Depth Estimation
Predicting depth values (distances) for every pixel of a 2D image to generate a 3D depth map.
Depth estimation predicts depth values for every pixel – enabling 3D understanding from 2D images for AR, robotics, and autonomous driving.
Explanation
Monocular depth estimation uses a single image (no stereo). Models like Depth Anything (2024) and MiDaS provide relative or metric depth.
Marketing Relevance
Depth estimation enables 3D reconstruction, AR effects, autonomous driving, and robotics from ordinary cameras.
Example
A smartphone uses depth estimation for portrait mode bokeh without dedicated depth sensor hardware.
Common Pitfalls
Monocular depth is inherently ambiguous (scale unknown). Weaknesses with reflective and transparent surfaces.
Origin & History
Saxena et al. (2006) showed first ML-based monocular depth estimation. MiDaS (Intel, 2020) brought robust cross-dataset generalization.

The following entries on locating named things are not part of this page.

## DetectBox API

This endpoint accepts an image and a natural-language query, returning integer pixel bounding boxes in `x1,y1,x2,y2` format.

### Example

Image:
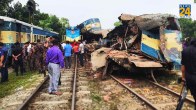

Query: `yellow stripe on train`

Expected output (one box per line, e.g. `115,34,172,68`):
165,33,182,51
85,23,101,31
142,34,160,50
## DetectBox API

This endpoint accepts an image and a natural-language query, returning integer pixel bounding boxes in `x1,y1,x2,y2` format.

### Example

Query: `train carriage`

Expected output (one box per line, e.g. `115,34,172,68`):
0,16,58,65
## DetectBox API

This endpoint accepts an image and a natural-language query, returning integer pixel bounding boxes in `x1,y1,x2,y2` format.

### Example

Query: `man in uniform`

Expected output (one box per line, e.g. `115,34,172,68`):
181,38,196,110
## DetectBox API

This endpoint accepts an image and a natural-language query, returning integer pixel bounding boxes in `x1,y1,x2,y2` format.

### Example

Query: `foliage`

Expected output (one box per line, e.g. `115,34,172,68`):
179,18,196,38
0,0,13,16
114,21,122,27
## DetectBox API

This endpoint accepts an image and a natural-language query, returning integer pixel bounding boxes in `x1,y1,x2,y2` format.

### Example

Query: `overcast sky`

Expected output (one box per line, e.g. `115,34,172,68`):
14,0,196,29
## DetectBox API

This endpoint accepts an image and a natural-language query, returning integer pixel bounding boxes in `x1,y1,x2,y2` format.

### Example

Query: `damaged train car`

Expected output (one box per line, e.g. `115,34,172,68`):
91,14,182,78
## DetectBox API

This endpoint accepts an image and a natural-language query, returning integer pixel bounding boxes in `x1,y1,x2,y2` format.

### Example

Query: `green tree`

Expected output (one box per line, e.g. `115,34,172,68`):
0,0,13,16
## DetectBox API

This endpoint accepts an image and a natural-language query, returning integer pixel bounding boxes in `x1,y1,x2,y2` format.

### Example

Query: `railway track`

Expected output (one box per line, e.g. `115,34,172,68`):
18,55,92,110
110,75,194,110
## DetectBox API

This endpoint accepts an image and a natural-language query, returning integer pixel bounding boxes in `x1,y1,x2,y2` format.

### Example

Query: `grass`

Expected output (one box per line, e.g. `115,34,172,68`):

Depth Anything (2024, TikTok/ByteDance) achieved state-of-the-art with foundation model approach.
Comparisons & Differences
Depth Estimation vs. Stereo Vision
Stereo vision uses two cameras for geometric depth. Monocular depth estimation uses only one image and learns depth from data.
Depth Estimation vs. LiDAR
LiDAR measures depth actively with laser (exact). Depth estimation predicts passively from images (cheaper, less precise).